Manhattan Beach Historical Society Museum Reopens to FanfareJun 27, 2021 09:42AM ● By Jeanne Fratello
The Manhattan Beach Historical Society held a reopening celebration at its museum on Saturday, after 15 months of pandemic-related closure.
On hand to cut the ceremonial ribbon were Manhattan Beach Historical Society President Gary McAulay, honorary Manhattan Beach historian Jan Dennis, and Manhattan Beach Mayor Suzanne Hadley.
"I've been doing this [researching Manhattan Beach history] for over 40 years," observed Dennis. "It's a great pleasure, but it also makes me realize how important history is."
The event also featured a presentation by Chuck Currier, retired Mira Costa economics teacher and founder of the Mira Costa History Project, on Francis M. Uyematsu, whose family once owned the land that now includes Mira Costa High School. (The talk was livestreamed and can be watched here.)
McAulay praised Currier for his diligent work on the Uyematsu family history, which has since drawn attention from national and international news media.
McAuley also lauded the Bruce's Beach Task Force for its recent history report, which he called "the most completely thorough research to date" on the topic.
"Manhattan Beach history is 'hot' right now," he noted proudly.
Uyematsu Family History
Uyematsu, a Japanese immigrant, forged success in the early 1900s importing and breeding Japanese camellias and cherry trees. He pioneered temperature-controlled greenhouses and earned the nickname "Camellia King."

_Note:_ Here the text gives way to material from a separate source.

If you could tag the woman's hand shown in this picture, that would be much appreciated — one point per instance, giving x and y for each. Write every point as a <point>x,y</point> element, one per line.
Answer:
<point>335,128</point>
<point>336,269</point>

At one point, Currier noted, Uyematsu was making $100 a day selling camellias, at a time when the average worker made $100 per month.
Over four decades, despite anti-Asian sentiment and racist restrictions on land ownership and citizenship, he was able to acquire farm land and eventually expanded his Star Nurseries to three locations, including 120 acres in Manhattan Beach bounded by Peck and Sepulveda to the east and west, and 2nd Street and Artesia to the north and south.
Amid the hysteria that followed the 1941 attack on Pearl Harbor, the Uyematsu family was forced to relocate to the Manzanar detention center. Their indefinite detention necessitated the parcel by parcel sale of most of the Manhattan Beach nursery - 40 acres of which were ultimately sold to the Redondo Union High School District for $60,000.
Earlier this year, the Manhattan Beach Unified School District approved a plaque and pedestal at Mira Costa High School that would honor Uyematsu and his innovative business.
A video on the Uyematsu family, made by Lindsey Fox of Manhattan Beach and based on Currier's research, can be seen below.
The Manhattan Beach Historical Society Museum (the "little red house"), located in Polliwog Park, is open on Saturdays and Sundays from 1:00 to 3:00 p.m. Admission is free
Membership at the Manhattan Beach Historical Society, which includes invitations to special events and lectures, costs $10 per year for students, $30 for individuals, and $40 for couples. Higher levels of support are also welcome.